Le reportage du WST ayant déjà été repris par de nombreux médias, nous nous pencherons ici sur un aspect plus historique que "news" du sujet. Car avant d’être considéré comme "impur" par les ayatollah et de faire l’objet de fatwas enflammées, le chien a longtemps occupé une place de choix dans le mysticisme iranien.
Avant la conquête de l’Islam (VIIe – VIIIe s.), le monde iranien est un espace où cohabitent les croyances. Mais dès l’époque achéménide (Ve – IIIe s. B.C.), les populations du Fars, berceau de l’empire, et des régions avoisinantes vouent un culte à tout un panthéon de divinités au centre duquel trône l'entité suprême, Ahura Mazda.
Passons ici les détails du culte mazdéen (ou zoroastrien, une dénomination qui découle de la réforme du culte attribuée selon la tradition au prophète Zoroastre – ou Zarathoustra). Pour les anglophones qui souhaitent se pencher plus en détails sur le sujet, je vous recommande un excellent ouvrage : Zarathustra and Zoroastrianism, de Michael Stausberg et Margaret Preisler-Weller.
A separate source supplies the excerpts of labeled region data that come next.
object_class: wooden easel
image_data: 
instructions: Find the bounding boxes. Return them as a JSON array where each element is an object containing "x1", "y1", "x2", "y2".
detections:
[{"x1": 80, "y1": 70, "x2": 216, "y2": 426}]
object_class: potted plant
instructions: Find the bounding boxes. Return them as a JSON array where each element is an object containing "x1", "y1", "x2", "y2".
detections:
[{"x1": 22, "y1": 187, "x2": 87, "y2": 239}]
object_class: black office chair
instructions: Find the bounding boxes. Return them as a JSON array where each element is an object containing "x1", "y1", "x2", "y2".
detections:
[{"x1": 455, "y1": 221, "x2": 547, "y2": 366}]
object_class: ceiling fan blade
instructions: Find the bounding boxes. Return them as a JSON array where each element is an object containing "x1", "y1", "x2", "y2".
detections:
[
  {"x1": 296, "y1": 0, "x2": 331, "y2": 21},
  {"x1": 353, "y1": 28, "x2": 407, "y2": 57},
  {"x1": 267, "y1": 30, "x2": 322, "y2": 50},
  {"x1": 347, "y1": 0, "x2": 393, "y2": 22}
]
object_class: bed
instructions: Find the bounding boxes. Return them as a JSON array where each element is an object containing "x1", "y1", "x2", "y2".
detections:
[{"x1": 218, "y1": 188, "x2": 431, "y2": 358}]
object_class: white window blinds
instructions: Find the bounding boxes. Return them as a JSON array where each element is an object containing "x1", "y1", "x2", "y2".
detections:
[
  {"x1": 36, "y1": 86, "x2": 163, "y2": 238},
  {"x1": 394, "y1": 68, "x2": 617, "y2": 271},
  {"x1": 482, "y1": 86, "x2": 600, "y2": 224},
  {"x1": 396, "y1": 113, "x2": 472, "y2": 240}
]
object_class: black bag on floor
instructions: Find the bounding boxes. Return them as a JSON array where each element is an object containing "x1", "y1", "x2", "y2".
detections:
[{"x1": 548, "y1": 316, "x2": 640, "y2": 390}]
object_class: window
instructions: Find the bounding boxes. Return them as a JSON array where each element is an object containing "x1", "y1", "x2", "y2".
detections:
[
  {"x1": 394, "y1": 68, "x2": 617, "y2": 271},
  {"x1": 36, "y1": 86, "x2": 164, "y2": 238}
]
Dans le cadre plus restreint de ce billet, nous nous contenterons d’évoquer la place du chien dans la symbolique mazdéenne. Et plus précisément la position centrale qu’il occupe dans l’un des aspects fondamentaux de la religion : les rites funéraires.
Le messager de l’âme
Jusqu’à l’époque sassanide (VIIe s.), les morts quittent le monde profane par le procédé du décharnement. Ce rite était d’ailleurs toujours employé jusque à la moitié du XIXe siècle par les dernières communautés descendant des mazdéens, les Parsis, que l’on retrouve pour la plupart dans la région de Mumbai, en Inde.
Les corps des défunts sont emmenés dans les hauteurs des montagnes, où ont été érigés des édifices consacrés à la cérémonie : les Dakhma (tours du silence, photo).
Le corps y est déposé afin que les vautours procèdent à son décharnement. Les humains n’ont pas le droit d’assister au rite.
Dans la tradition mazdéenne, c’est au chien qu’il advient d’occuper cette place d’ultime protecteur du corps humain. Ce cérémonial s’appelle le Sag-did (en Persan,
sag signifie chien).
Chez les Mazdéens, le chien est un animal psychopompe. C’est lui qui est chargé de guider l’âme du défunt à travers le pont de Cinvat, passage symbolique vers l’au-delà.
L’égal de l’homme
Dans le Vendidâd, l’un des textes fondamentaux du corpus mazdéen, le chien tient également une place essentielle. Dans les Fargard (paragraphes) 13, 14 et 15, plusieurs écritures font mention du chien comme étant l’égal de l’homme et promettent à ceux qui s’y attaquent les pires châtiments.
Le meurtre d’un canidé est notamment décrit comme étant l’un des pires crimes qui puisse être commis par un croyant. À l’inverse, celui qui s’en occupe, le soigne et l’entretient s’offre la reconnaissance des divinités qu’il adore.
Quelques siècles et une révolution plus tard, le rapport de force a évolué. Aujourd’hui, les Téhéranais cachent leurs compagnons dans leurs appartements et les plus téméraires les laissent se balader dans leurs cours intérieures. Seules les forces de sécurité (photo) ont encore la possibilité de promener leurs collègues quadrupèdes dans l’espace public.
Le pouvoir théocratique, lui, a rayé des siècles de tradition. Dans une fatwa prononcée en 2010, l'Ayatollah Nasser Makarem Shirazi a vertement condamné la possession de chiens, estimant qu’elle relevait de "valeurs occidentales vulgaires".
Et, tandis que certains députés tentent de mettre sur pied un texte criminalisant les possesseurs de canidés, les autorités se livrent à des battues dans les grandes villes du pays. Autrefois ambassadeurs d’un rite funèbre ancestral, le décharnement, les chiens d’Iran sont aujourd’hui la cible d’un funeste acharnement.